I shared a script below that measures the inference speed of parameter matched Transformers and LSTMs, both with the same number of layers. I expected that the Transformer would be faster as the sequence length increases since the Transformer can use teacher forcing for better parallelizability. However, I find that the LSTM is faster. Is this expected? I tested on both A100 and V100 GPUs.
import torch
import torch.nn as nn
import tqdm
ARCHITECTURE = 'transformer'
transformer_dim = 256
lstm_dim = 312
nhead = 4
num_layers = 5
if ARCHITECTURE == 'transformer':
d_model = transformer_dim
encoder_layer = nn.TransformerEncoderLayer(
d_model=transformer_dim,
nhead=nhead,
dim_feedforward=transformer_dim*4,
dropout=0,
batch_first=True
)
model = nn.TransformerEncoder(
encoder_layer=encoder_layer,
num_layers=num_layers
)
elif ARCHITECTURE == 'lstm':
d_model = lstm_dim
model = nn.LSTM(
input_size=lstm_dim,
hidden_size=lstm_dim,
num_layers=num_layers,
batch_first=True,
dropout=0
)
device = 'cuda' if torch.cuda.is_available() else 'cpu'
model = model.to(device)
parameters = sum(p.numel() for p in model.parameters())
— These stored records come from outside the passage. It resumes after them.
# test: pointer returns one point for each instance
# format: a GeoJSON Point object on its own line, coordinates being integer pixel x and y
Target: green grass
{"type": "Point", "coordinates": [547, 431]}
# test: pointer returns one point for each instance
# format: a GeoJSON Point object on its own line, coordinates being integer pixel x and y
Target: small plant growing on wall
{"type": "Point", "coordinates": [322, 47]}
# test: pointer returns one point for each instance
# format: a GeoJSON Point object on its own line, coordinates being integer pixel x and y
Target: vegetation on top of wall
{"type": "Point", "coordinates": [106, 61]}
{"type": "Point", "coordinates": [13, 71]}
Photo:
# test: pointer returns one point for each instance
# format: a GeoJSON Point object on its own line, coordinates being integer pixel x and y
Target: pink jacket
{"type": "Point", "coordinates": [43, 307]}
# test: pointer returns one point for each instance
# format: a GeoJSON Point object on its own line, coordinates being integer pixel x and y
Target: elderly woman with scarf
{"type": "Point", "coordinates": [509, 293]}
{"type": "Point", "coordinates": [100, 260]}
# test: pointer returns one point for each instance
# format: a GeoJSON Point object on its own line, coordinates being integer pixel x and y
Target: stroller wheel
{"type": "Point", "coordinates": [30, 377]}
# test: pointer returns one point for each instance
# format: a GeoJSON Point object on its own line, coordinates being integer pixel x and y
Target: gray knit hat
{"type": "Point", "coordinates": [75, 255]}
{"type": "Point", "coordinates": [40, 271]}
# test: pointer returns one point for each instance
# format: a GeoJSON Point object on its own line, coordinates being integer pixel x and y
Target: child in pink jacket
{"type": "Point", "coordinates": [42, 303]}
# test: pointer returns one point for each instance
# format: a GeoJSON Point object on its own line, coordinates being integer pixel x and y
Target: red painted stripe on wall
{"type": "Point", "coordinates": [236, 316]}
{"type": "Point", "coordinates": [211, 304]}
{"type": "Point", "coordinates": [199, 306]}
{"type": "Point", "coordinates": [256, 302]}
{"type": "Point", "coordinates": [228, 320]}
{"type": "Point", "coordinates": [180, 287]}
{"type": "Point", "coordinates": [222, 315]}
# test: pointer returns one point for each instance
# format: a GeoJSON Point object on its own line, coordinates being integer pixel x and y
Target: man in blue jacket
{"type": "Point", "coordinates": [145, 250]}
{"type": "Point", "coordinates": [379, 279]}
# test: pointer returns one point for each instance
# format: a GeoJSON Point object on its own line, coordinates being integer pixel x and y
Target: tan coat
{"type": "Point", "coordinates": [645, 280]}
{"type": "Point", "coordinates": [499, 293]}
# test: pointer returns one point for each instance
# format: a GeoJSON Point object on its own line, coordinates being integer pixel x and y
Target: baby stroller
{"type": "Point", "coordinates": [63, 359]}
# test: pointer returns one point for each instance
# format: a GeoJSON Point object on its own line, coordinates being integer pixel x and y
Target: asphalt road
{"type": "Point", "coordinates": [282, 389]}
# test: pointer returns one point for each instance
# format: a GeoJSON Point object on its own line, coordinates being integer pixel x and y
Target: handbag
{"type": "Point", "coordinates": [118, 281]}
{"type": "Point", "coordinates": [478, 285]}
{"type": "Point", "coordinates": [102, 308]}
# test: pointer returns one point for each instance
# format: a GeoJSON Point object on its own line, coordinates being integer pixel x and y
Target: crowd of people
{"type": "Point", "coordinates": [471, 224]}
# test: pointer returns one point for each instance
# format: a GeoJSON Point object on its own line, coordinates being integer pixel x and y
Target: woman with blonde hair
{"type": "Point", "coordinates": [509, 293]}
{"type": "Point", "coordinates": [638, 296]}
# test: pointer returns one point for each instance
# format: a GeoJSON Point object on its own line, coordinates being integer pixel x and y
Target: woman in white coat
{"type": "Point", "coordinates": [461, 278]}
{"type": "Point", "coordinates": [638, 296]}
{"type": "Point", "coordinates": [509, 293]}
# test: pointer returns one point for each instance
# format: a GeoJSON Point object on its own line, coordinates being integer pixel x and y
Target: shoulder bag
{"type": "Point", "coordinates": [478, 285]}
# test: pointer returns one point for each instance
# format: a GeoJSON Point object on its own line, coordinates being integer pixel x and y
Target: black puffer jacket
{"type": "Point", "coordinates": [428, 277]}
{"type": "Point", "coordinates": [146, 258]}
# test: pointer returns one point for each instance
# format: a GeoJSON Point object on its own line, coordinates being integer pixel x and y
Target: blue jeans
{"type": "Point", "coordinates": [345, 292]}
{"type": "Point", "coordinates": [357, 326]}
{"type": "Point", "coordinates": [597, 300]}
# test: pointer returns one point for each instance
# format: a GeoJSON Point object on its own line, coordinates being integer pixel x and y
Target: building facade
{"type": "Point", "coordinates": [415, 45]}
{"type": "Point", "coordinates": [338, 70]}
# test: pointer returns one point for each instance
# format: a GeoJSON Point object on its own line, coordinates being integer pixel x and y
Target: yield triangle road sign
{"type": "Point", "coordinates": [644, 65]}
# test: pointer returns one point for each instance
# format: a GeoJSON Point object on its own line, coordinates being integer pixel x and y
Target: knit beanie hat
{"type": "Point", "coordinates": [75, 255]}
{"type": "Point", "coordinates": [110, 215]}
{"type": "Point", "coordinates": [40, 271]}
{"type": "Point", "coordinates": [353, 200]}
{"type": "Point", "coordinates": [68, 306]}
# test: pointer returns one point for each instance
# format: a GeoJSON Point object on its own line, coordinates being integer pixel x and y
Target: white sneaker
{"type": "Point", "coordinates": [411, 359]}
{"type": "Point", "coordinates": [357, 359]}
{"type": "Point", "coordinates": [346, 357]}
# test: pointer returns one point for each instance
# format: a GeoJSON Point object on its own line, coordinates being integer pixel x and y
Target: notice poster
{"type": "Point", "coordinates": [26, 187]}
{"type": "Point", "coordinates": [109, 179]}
print(f'{parameters} parameters')
batch_size = 128
sequence_length = 1024
warmup_steps = 50
steps = 1000
log_frequency = 100
print('Warming up')
warmup_steps = tqdm.tqdm(range(warmup_steps))
for i in warmup_steps:
batch = torch.rand((batch_size, sequence_length, d_model), device=device)
out = model(batch)
torch.cuda.synchronize()
print('Finished warming up')
start = torch.cuda.Event(enable_timing=True)
start.record()
steps = tqdm.tqdm(range(steps))
for i in steps:
batch = torch.rand((batch_size, sequence_length, d_model), device=device)
out = model(batch)
if i % log_frequency == 0 and i > 0:
end = torch.cuda.Event(enable_timing=True)
end.record()
torch.cuda.synchronize()
elapsed_time_ms = start.elapsed_time(end)
elapsed_time_per_step_ms = elapsed_time_ms / log_frequency
print(f'Elapsed time per step: {elapsed_time_per_step_ms}ms')
start = torch.cuda.Event(enable_timing=True)
start.record()